An 11.3 lb packer? That sounds a bit small for a full brisket but no problems. Time wise, you should be ok but just in case. Plan for at least one hour of rest in a towel lined cooler and 15 mins to cut, plate and serve. If the meat has not hit 180-185 by noon, pull it (still panned/foiled) and finish off in a 325F oven/grill. Once probe tender, rest it. Resting is important.

Good luck. :)
 
Seems to me like you are doing fine.
If the WSM is out of gas (ha ha) and cannot maintain 225-250 throw the wrapped brisket pieces in the oven and finish them off there.
Since the point and flat are separated treat each piece as a unique cook.
Let the internal temperature be a guide, but cook until the meat probes tender.
It should turn out great.
 
An 11.3 lb packer? That sounds a bit small for a full brisket but no problems. Time wise, you should be ok but just in case. Plan for at least one hour of rest in a towel lined cooler and 15 mins to cut, plate and serve. If the meat has not hit 180-185 by noon, pull it (still panned/foiled) and finish off in a 325F oven/grill. Once probe tender, rest it. Resting is important.

Good luck. :)

Ha... your comment got me digging through the trash outside to confirm... Yep... 11.34 lbs.

At 167 now; smoker is at 248.

Question: When I let it rest, should I take it out of the aluminum pan and re-wrap in foil before putting in a towel lined cooler? Any need to let it cool a bit before it goes into the cooler?
 
Poker reference and we want to see the end results...GL with both.


Drink a little drink, Smoke a little smoke :wsm:
 
I've read so much in the past few days... I"ve managed to confuse myself. It's reached an internal temp of 190. Should I pull it now and wrap it... then do the toothpick test? Or... do I do the toothpick test and when it gets to be 'done', do I then pull it and wrap it?

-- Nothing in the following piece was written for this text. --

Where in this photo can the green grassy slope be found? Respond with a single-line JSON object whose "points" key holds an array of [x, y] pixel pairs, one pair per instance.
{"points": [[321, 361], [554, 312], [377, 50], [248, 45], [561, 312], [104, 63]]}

Would appreciate a prompt response!
 
Probe now and with something fatter and not as sharp as a toothpick.
The thermometer is probably as good of a probe as anything else.
You want to feel for the connective tissue in the meat to be melted, a toothpick will slip right between that tissue.
Just because it is at 190 may or may not mean it is tender.
 
Not nearly tender enough to my knowledge. Not only is there resistance, I managed to tilt the top rack into the smoker and lost all my juice when I was probing. Grrrr.... I may finish in the oven as soon as I'm done making this stromboli.
 
Most of it is very tender... my probe slides in effortlessly... except for one section on the end... opposite side of where the point was located.
 
Most of it is very tender... my probe slides in effortlessly... except for one section on the end... opposite side of where the point was located.

It appears you are good to go on your flat. Do you really want to impress your poker buds, check out Burnt Ends using the cap. You have time to prepare the cap and reserve the the flat for slices.

I agree, toothpicks are too small to gauge tenderness. I use an instant read thermometer or thermometer probe to test tenderness.